Réforme des retraites : « Une France âgée a pris les commandes de la vie politique » selon Daniel Cohen

Eric Dessons/JDD/SIPA

Pour la sortie de son nouveau livre « Homo numericus : La “civilisation” qui vient », Daniel Cohen, président de l’école d’Economie de Paris, était au micro de Guillaume Durand ce matin sur Radio Classique. Il fait le constat d’une vie politique française dominée par les retraités, avant de dresser les risques du monde numérique à venir, entre « travail à la chaîne » et éclatement de la société.

« Il y a un moment où cette promesse numérique dégénère : elle devient une addiction et une prison »

Dans son nouveau livre « Homo numericus : La “civilisation” qui vient » (Albin Michel), l’économiste Daniel Cohen analyse le monde numérique et ses modernisations économiques à venir. A l’origine, c’est « une promesse formidable » de pouvoir collecter des informations sur Internet selon lui. Les révolutions que sont la télémédecine, le télétravail ou les applications de rencontre comme Tinder sont séduisantes. « Et puis il y a un moment où cette promesse dégénère : elle devient une addiction et une prison », regrette-t-il. Pour Tinder par exemple, « matcher » avec des personnes devient « l’équivalent moderne du travail à la chaîne » : on se désintéresse de la personne rencontrée parce qu’on veut « multiplier les exploits en ligne ». Un autre constat est affolant d’après l’économiste : la pornographie en ligne représente un tiers de la consommation Internet : « ça produit chez les enfants des perturbations très importantes ». Les réseaux sociaux ont leur part de responsabilité dans cette pollution de l’espace numérique.

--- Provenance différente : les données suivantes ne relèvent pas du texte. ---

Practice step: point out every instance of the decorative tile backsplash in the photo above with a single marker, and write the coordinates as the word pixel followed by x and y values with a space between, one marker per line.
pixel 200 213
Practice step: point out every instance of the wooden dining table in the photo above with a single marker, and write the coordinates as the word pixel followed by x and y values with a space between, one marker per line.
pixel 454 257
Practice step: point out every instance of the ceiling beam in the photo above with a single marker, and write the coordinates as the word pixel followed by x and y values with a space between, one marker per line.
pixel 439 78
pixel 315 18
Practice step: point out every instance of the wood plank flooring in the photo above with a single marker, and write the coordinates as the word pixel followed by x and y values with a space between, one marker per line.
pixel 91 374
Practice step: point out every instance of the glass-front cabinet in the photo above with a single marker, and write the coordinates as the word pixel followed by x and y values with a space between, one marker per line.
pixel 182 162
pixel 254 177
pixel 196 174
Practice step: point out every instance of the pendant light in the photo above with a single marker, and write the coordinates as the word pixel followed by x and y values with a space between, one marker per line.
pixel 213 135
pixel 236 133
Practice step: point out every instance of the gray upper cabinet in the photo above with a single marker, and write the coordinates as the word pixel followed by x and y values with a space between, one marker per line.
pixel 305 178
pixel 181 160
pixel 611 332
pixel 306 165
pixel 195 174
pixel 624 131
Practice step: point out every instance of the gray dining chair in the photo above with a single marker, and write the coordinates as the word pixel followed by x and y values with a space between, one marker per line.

Daniel Cohen cite l’ancien président de Facebook Sean Parker, qui a avoué que son ex-entreprise « ne cherche rien d’autre qu’exploiter la vulnérabilité de la psychologie humaine ». Les « fake news » et autres contenus haineux circulent beaucoup plus vite sur Facebook que les informations vraies, ce qu’encouragent les dirigeants de Facebook par quête du profit. « Ils ont parfaitement compris que cela faisait leur marchandise », analyse l’économiste.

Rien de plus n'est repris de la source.